第一篇就说到 jraft 很多核心逻辑都实现在 EventHandler 子类里，上面的处理请求和下面的日志刷盘、复制也是一样。

2、有多少个 Follower 就有多少个 Replicator

在 Node 赢得选举时，调用执行 NodeImpl.becomeLeader() 就通过 replicatorGroup 为每个 Follower 分配一个 Replicator。每一个都有独立的定时器发送 heartbeat、logEntity、installSnapshot，所有 Replicator 并发执行。

2.1 启动 Replicator

start 的调用可以在 ReplicatorGroupImpl.addReplicator 看到。

public static ThreadId start(final ReplicatorOptions opts, final RaftOptions raftOptions) {
    if (opts.getLogManager() == null || opts.getBallotBox() == null || opts.getNode() == null) {
        throw new IllegalArgumentException("Invalid ReplicatorOptions.");
    }
    final Replicator r = new Replicator(opts, raftOptions);
    if (!r.rpcService.connect(opts.getPeerId().getEndpoint())) {
        //建立与Follower的连接哈
        return null;
    }

    // Register replicator metric set.
    final MetricRegistry metricRegistry = opts.getNode().getNodeMetrics().getMetricRegistry();
    if (metricRegistry != null) {
        try {
            final String replicatorMetricName = getReplicatorMetricName(opts);
            if (!metricRegistry.getNames().contains(replicatorMetricName)) {
                metricRegistry.register(replicatorMetricName, new ReplicatorMetricSet(opts, r));
            }
        } catch (final IllegalArgumentException e) {
            // ignore
        }
    }

    // Start replication
    r.id = new ThreadId(r, r);//ThreadId本质上就是个锁
    r.id.lock();
    notifyReplicatorStatusListener(r, ReplicatorEvent.CREATED);//监听器ReplicatorStateListener.onCreated|onError|onDestroyed
    r.catchUpClosure = null;
    r.lastRpcSendTimestamp = Utils.monotonicMs();
    r.startHeartbeatTimer(Utils.nowMs());//正式启动heartbeat timer
    //这里应该是为了把becomeLeader()->this.confCtx.flush更新的配置日志同步出去，并unlock
    r.sendEmptyEntries(false);
    return r.id;
}

2.2、发送心跳包

Replicator 作为一个 ThreadId，需要继承内部类 Thread.OnError，心跳被作为一种超时异常处理。

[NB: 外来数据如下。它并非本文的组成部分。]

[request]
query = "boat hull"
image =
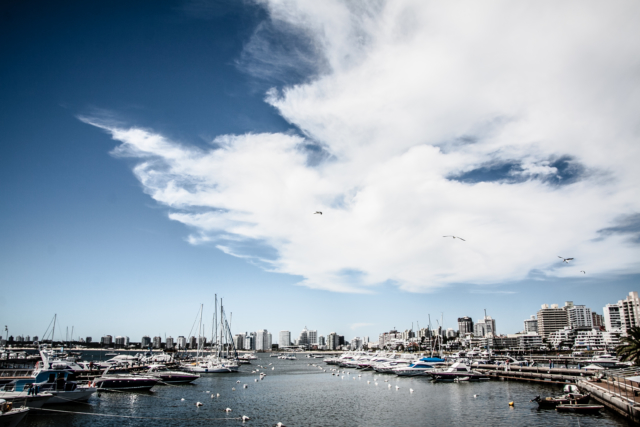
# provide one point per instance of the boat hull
(12, 418)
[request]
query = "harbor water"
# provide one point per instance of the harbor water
(297, 394)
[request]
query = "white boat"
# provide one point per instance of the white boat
(9, 415)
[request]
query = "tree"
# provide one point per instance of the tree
(629, 349)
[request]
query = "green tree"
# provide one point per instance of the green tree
(629, 349)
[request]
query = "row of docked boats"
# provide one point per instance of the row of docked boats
(433, 367)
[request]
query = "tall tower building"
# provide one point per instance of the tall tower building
(551, 319)
(465, 325)
(284, 339)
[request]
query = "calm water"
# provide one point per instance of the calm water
(300, 395)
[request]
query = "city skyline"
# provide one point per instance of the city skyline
(153, 156)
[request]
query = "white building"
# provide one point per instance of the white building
(579, 317)
(182, 343)
(531, 325)
(612, 319)
(284, 339)
(263, 340)
(529, 340)
(590, 340)
(562, 337)
(485, 327)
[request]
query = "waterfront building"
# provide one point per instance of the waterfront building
(238, 341)
(284, 338)
(597, 319)
(169, 343)
(145, 342)
(263, 340)
(630, 312)
(465, 325)
(551, 319)
(579, 317)
(531, 325)
(332, 341)
(563, 337)
(612, 319)
(485, 327)
(182, 343)
(529, 341)
(312, 336)
(589, 340)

private void startHeartbeatTimer(final long startMs) {
    final long dueTime = startMs + this.options.getDynamicHeartBeatTimeoutMs();
    try {
        this.heartbeatTimer = this.timerManager.schedule(() -> onTimeout(this.id), dueTime - Utils.nowMs(), TimeUnit.MILLISECONDS);
    } catch (final Exception e) {
        onTimeout(this.id);
    }
}
private static void onTimeout(final ThreadId id) {
    if (id != null) {
        id.setError(RaftError.ETIMEDOUT.getNumber());//调用r.onError()
    } else {}//LOG
}
public void onError(final ThreadId id, final Object data, final int errorCode) {
    //...
    else if (errorCode == RaftError.ETIMEDOUT.getNumber()) {
            id.unlock();
            Utils.runInThread(() -> sendHeartbeat(id));
    }//...
}

raft 算法把心跳包也作为 AppendEntries 行为，也就是 Follower 将它视为日志消息，但可以不做处理直接返回。上面 sendHeartbeat 调用的是与 id 对应的 sendEmptyEntries。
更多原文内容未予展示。